No. $500 and $1,000 bills are no longer available within the U.S. banking system. The limited supply of these bills is currently held by coins and currency dealers, collectors, and investors.

How much is a $10000 bill worth? ›

$10,000 Bill Sells for $480,000. Now That's What You Call Inflation.

How much is a 1934 $100000 bill worth? ›

United States one hundred-thousand-dollar bill
(United States)
Estimated value$2,296,932 (1934 to 2023), $2,246,635 (1935 to 2023)
DesignA vignette portrait of Woodrow Wilson
Design date1934
9 more rows

How much is a $2 bill worth? ›

If the $2 bill was minted and printed before 1976, it would likely be worth more than its face value on the collectibles market. In some cases, it might be worth only $2.25. The highest value is $4,500 or more for uncirculated notes from 1890, although most of those bills range in value from $550 to $2,500.

Do $3 bills exist? ›

Though a gold three-dollar coin was produced in the 1800s, and the Bahamian dollar (which is pegged to the US dollar) has a $3 banknote, no three-dollar bill has ever been produced in the United States. Various fake US$3 bills have also been released over time.
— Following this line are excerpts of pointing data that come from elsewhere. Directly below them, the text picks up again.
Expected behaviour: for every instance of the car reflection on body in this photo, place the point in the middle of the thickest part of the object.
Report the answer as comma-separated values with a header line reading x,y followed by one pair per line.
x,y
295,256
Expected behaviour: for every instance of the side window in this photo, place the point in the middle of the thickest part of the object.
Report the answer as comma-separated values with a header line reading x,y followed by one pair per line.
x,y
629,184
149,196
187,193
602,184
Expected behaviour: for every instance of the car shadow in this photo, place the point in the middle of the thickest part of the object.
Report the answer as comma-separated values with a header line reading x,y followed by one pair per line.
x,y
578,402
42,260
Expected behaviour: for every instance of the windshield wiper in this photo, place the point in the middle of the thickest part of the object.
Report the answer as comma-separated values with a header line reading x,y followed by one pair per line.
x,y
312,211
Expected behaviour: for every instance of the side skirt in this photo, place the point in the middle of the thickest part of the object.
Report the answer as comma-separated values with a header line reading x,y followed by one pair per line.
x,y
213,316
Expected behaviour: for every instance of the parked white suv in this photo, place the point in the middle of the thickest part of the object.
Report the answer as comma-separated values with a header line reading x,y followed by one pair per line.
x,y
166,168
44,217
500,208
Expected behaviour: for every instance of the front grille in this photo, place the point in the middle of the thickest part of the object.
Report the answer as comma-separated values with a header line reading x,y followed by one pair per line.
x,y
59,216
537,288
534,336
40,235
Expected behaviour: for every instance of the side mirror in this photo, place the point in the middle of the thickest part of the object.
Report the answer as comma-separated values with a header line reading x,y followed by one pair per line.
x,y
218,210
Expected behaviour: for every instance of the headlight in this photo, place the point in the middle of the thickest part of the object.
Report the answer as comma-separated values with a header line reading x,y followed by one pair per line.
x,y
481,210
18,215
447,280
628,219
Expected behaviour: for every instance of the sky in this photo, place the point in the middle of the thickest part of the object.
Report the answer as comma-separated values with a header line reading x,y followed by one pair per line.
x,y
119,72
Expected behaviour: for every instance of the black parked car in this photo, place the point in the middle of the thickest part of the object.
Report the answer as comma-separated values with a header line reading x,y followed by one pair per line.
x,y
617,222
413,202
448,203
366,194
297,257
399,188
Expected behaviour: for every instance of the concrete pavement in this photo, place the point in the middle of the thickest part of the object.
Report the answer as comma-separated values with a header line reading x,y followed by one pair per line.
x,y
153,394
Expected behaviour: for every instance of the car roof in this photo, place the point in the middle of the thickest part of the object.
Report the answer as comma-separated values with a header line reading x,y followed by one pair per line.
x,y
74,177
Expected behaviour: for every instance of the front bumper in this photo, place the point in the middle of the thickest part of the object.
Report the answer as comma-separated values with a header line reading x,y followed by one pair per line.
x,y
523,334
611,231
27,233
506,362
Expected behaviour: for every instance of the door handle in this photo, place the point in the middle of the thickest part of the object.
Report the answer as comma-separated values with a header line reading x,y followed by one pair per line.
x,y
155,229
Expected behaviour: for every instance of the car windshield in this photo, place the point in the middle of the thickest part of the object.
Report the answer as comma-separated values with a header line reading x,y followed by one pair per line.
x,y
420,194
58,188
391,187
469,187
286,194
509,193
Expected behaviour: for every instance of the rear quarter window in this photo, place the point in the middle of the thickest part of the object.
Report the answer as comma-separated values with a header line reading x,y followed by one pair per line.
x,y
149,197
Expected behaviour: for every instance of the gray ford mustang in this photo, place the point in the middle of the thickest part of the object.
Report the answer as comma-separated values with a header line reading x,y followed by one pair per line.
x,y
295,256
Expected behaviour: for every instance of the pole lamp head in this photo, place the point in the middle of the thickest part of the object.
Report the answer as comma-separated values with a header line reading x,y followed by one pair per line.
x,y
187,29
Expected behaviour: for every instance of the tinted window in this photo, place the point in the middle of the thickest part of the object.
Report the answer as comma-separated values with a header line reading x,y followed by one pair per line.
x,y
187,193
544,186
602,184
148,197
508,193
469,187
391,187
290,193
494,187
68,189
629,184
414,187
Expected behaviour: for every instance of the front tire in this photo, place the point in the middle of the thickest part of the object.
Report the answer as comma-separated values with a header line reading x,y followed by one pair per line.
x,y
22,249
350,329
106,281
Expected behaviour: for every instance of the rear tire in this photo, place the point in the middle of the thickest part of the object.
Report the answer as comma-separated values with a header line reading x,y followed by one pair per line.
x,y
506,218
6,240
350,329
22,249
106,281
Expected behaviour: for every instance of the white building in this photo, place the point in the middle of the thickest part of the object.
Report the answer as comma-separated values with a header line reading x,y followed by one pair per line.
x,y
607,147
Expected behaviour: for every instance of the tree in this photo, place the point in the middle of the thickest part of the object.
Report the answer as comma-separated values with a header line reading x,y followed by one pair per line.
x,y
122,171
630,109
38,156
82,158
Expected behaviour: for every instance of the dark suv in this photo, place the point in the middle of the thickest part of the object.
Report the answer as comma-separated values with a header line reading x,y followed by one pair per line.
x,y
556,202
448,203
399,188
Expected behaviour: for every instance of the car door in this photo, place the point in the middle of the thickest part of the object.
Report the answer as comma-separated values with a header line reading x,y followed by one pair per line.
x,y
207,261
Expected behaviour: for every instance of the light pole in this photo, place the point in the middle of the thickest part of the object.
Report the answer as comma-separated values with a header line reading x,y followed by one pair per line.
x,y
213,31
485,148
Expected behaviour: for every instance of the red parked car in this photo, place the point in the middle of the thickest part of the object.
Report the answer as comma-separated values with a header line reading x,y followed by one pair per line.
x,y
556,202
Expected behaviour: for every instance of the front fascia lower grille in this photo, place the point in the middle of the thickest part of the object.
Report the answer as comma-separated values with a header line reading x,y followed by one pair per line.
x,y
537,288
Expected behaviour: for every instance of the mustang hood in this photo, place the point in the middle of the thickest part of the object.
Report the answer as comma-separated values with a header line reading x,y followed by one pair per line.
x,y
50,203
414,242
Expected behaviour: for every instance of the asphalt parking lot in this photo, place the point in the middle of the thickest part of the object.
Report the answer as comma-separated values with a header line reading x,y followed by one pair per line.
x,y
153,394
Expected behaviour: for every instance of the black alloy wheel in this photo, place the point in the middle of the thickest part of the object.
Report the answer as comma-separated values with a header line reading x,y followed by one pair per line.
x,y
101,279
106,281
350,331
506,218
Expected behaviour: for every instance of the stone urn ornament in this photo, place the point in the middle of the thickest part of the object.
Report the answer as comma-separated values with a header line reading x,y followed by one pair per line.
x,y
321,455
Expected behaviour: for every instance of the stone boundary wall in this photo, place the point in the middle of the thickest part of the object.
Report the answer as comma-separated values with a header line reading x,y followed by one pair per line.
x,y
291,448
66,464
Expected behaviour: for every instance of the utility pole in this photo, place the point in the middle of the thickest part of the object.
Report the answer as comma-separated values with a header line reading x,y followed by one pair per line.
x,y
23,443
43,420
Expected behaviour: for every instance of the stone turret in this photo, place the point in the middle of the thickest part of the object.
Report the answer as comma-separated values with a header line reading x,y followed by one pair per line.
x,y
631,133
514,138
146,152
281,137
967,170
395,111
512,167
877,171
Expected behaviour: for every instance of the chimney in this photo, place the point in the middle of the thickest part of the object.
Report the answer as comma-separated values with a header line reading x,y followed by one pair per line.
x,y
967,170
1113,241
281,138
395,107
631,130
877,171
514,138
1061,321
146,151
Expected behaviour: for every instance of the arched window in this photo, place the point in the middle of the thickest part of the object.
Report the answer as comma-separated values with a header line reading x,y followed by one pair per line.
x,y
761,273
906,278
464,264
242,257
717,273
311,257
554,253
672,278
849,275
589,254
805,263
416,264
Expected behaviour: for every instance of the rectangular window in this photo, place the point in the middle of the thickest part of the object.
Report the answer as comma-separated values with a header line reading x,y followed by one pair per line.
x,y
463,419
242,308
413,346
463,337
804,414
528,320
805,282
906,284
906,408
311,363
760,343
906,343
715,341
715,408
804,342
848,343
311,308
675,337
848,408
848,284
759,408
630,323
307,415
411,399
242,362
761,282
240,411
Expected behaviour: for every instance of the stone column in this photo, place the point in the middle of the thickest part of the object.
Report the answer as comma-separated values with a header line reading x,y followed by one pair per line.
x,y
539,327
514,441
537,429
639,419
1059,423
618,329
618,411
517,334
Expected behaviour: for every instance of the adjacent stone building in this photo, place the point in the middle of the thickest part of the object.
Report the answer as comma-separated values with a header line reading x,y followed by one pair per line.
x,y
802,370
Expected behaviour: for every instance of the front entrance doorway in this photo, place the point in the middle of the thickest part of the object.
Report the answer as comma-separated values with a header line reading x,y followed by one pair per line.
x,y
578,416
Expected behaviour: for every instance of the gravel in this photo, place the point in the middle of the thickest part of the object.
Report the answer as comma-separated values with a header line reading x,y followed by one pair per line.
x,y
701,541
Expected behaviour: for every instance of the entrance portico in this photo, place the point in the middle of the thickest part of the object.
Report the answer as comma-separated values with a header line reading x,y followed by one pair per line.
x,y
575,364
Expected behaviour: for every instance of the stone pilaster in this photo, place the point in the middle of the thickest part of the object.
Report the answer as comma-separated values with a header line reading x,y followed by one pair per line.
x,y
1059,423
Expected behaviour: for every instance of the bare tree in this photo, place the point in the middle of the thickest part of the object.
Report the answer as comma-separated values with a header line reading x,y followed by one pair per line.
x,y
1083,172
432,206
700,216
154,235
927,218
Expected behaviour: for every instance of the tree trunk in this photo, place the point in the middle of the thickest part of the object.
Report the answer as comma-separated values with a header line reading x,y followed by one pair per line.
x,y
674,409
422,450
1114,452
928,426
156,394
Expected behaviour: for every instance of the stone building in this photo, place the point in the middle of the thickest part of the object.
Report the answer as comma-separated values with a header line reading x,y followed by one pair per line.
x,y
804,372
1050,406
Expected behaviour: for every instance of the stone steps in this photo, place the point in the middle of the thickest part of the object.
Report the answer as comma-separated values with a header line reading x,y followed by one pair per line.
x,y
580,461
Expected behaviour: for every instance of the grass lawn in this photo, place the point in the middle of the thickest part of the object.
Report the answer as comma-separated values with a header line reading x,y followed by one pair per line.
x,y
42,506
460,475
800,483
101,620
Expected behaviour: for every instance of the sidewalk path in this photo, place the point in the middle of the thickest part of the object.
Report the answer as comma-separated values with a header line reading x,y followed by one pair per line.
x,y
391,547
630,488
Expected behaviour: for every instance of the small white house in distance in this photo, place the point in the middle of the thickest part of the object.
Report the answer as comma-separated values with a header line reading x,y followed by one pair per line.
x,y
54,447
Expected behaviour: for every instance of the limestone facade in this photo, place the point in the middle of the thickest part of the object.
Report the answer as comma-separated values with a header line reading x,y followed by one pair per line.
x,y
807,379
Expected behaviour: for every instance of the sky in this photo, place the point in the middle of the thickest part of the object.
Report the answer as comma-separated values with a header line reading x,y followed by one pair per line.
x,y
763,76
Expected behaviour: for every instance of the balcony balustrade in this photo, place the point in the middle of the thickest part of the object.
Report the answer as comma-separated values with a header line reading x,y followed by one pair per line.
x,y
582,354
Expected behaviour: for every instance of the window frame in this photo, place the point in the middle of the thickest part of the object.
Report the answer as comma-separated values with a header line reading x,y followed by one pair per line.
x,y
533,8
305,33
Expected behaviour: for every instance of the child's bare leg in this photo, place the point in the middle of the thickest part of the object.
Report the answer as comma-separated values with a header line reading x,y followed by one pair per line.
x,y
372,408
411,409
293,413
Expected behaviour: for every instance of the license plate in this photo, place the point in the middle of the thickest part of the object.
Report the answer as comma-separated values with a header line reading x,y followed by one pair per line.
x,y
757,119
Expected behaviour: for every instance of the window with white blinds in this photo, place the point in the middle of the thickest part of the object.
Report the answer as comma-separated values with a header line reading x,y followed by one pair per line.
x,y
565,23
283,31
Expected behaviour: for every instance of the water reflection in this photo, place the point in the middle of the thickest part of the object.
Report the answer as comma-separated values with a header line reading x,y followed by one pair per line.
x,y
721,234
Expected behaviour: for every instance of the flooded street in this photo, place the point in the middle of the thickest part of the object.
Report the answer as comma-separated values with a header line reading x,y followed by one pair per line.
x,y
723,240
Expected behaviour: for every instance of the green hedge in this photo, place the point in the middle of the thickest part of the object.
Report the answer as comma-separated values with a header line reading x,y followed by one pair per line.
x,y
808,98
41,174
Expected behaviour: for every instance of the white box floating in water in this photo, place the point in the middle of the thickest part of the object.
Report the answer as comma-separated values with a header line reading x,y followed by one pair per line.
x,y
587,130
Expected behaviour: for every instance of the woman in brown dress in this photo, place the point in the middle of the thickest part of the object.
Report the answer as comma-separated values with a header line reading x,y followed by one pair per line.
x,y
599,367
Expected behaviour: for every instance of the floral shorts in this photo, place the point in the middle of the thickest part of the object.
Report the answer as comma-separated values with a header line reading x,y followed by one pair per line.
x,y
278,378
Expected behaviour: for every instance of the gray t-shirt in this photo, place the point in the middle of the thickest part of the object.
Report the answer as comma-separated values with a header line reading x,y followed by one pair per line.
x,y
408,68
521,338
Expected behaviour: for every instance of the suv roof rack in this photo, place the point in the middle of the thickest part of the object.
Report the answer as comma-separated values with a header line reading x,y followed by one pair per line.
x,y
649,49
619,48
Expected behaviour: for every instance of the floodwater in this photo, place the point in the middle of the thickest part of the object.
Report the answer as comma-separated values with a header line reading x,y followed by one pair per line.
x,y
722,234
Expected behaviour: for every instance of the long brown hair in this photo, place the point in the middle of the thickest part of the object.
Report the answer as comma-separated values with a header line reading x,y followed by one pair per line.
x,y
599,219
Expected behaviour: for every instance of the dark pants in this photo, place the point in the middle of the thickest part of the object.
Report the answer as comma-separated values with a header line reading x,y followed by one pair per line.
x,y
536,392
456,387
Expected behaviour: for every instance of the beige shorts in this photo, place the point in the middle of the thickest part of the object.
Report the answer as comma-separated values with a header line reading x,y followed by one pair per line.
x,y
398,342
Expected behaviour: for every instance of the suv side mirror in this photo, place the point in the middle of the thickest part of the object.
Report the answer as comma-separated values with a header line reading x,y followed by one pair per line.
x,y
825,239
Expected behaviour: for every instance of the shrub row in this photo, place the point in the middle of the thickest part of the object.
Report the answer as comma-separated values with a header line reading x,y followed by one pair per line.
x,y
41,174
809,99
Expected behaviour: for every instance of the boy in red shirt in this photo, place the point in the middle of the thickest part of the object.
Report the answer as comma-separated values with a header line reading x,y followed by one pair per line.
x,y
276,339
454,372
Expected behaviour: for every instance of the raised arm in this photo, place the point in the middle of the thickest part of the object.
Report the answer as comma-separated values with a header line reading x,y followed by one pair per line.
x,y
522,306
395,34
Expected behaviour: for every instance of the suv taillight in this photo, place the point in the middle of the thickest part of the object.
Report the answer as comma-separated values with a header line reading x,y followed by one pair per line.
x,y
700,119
Is the U.S. currency changing? ›

Why the U.S. won't change physical cash. The Federal Reserve will spend $931.4 million to print bills in 2023 — but there's a problem with U.S. cash. “We haven't modernized or changed our currency.

Is the dollar bill disappearing? ›

Although paper-based currencies are becoming less popular, they will likely stick around for the foreseeable future. Dollars and cents may become harder to use, but as with many obsolete technologies, there are enough users to ensure demand doesn't disappear completely.

Is the dollar coin discontinued? ›

Half dollar and $1 coins are produced as collectibles. However, they may still be ordered by the Federal Reserve for circulation and used as legal tender.